How does pROC handle multi-level factor labels?

I am calculating the AUC of a model in R. The model has been trained to predict a two-level factor (good/bad). It has been applied to data that have a three-level outcome (good/bad/missing). I am fine with the scoring part. I get a probability based on a set of predictors for each observation.

The part I don't understand is what happens when I calculate AUC using the roc(data$label, data$score), because now roc$label has 3 levels (good/bad/missing), but the score was trained on data that had only 2 levels (good/bad). Is the new level ignored? Should I exclude all such observations manually from the data to get an accurate AUC measure?

data <- structure(list(label = structure(c(2L, 2L, 2L, 2L, 2L, 2L, 2L, 
2L, 1L, 2L, 2L, 3L, 2L, 2L, 2L, 2L, 1L, 2L, 1L, 2L), .Label = c("missing", 
"good", "bad"), class = "factor"), score = c(0.151147571051044, 
0.0411329810171418, 0.0688491931089625, 0.0457818202643564, 0.0411038297454905, 
0.0652004019004794, 0.105964115208592, 0.0538514549969684, 0.0415476305130247, 
0.0533831523731155, 0.0639788335617257, 0.0434341986489527, 0.0520826001358534, 
0.0642210548642832, 0.0536219837901353, 0.0415821872079014, 0.0416555537422, 
0.0491937562992912, 0.0469082976746886, 0.0538194884632293)), row.names = c(NA, 
-20L), class = c("tbl_df", "tbl", "data.frame"))
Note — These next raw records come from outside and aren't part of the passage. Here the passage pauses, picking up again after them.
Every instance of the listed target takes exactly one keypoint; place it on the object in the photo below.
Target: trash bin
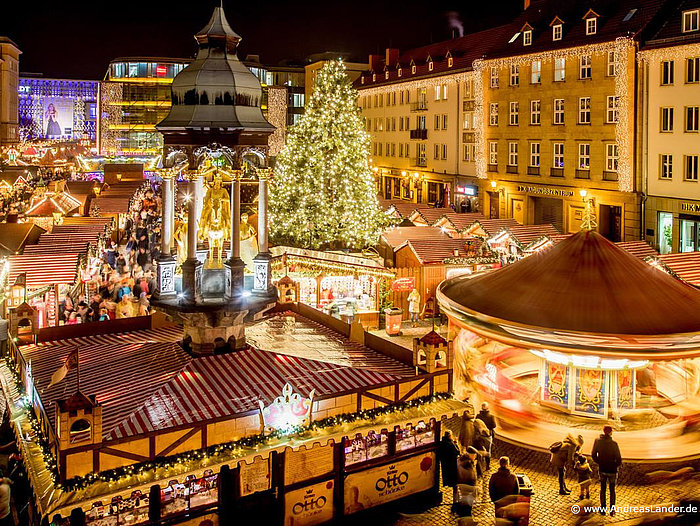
(393, 319)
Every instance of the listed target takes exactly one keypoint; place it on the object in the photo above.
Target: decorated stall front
(345, 286)
(584, 331)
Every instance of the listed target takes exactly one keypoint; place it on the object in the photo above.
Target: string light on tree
(323, 194)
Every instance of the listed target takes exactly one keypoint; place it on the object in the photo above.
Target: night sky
(77, 39)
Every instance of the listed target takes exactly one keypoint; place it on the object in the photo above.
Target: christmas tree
(323, 192)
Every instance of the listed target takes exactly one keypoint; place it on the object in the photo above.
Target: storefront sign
(544, 190)
(305, 464)
(403, 284)
(254, 476)
(310, 505)
(690, 207)
(376, 486)
(288, 411)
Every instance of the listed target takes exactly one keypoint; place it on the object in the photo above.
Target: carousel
(576, 336)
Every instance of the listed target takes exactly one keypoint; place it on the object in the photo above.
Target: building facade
(134, 97)
(670, 123)
(58, 109)
(9, 81)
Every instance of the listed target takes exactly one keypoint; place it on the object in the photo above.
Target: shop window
(665, 237)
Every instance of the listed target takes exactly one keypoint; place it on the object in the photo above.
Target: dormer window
(591, 26)
(691, 20)
(557, 31)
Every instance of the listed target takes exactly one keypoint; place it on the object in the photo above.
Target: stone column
(191, 268)
(262, 279)
(166, 264)
(235, 265)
roc(data$label, data$score)

Solution

Unless you have a particularly old version of pROC, or you have something silencing diagnostic messages, it should tell you what it is doing:

> roc(data$label, data$score)
Setting levels: control = missing, case = good
Setting direction: controls < cases

As you can see, it uses the "missing" class as the control or negative class.
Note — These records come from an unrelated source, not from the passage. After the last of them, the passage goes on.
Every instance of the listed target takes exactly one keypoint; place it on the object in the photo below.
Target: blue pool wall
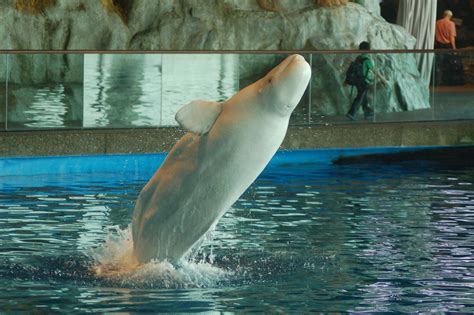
(146, 164)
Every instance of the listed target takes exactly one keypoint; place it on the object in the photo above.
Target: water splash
(114, 262)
It carries on showing you what data was used:

[...]
Data: data$score in 3 controls (data$label missing) < 16 cases (data$label good).

Again you can observe that it is using the "missing" label as control.
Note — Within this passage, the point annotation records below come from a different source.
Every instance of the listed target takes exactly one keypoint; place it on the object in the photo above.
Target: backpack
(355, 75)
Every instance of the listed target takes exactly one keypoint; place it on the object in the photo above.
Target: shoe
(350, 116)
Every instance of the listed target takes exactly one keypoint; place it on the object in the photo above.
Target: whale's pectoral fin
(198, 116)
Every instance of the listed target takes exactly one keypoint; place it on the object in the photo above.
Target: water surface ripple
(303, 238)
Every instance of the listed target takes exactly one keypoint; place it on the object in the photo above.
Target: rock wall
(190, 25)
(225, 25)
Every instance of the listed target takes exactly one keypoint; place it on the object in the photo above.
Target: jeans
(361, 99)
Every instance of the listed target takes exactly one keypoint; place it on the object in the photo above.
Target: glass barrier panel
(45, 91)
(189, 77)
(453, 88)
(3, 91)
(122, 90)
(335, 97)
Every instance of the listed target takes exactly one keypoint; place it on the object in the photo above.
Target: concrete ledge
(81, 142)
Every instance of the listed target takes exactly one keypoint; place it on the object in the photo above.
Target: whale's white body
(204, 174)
Finally it gives you a hint at how to solve the problem:

[...]
Warning message:
In roc.default(data$label, data$score) :
  'response' has more than two levels. Consider setting 'levels' explicitly or using 'multiclass.roc' instead

In your case it is easiest to set the levels argument as suggested:

> roc(data$label, data$score, levels=c("good", "bad"))
Setting direction: controls > cases

Call:
roc.default(response = data$label, predictor = data$score, levels = c("good",     "bad"))

Data: data$score in 16 controls (data$label good) > 1 cases (data$label bad).
Area under the curve: 0.8125

Now it correctly uses the good/bad levels as you asked.

One last thing, notice that pROC is still setting the direction automatically:

Setting direction: controls > cases

You should make sure that this matches the direction (whether positive cases are higher or lower than negatives) you obtained on the training data.

train.roc <- roc(train.data$label, train.data$score, levels=c("good", "bad"))
roc(data$label, data$score, levels=c("good", "bad"), direction=train.roc$direction)

Failing to do so you might introduce some bias in your AUCs, and you might think that your predictor performs great when it doesn't.

In general, you want to set the levels and direction arguments explicitly whenever possible. if the direction gets somehow reversed between training and testing.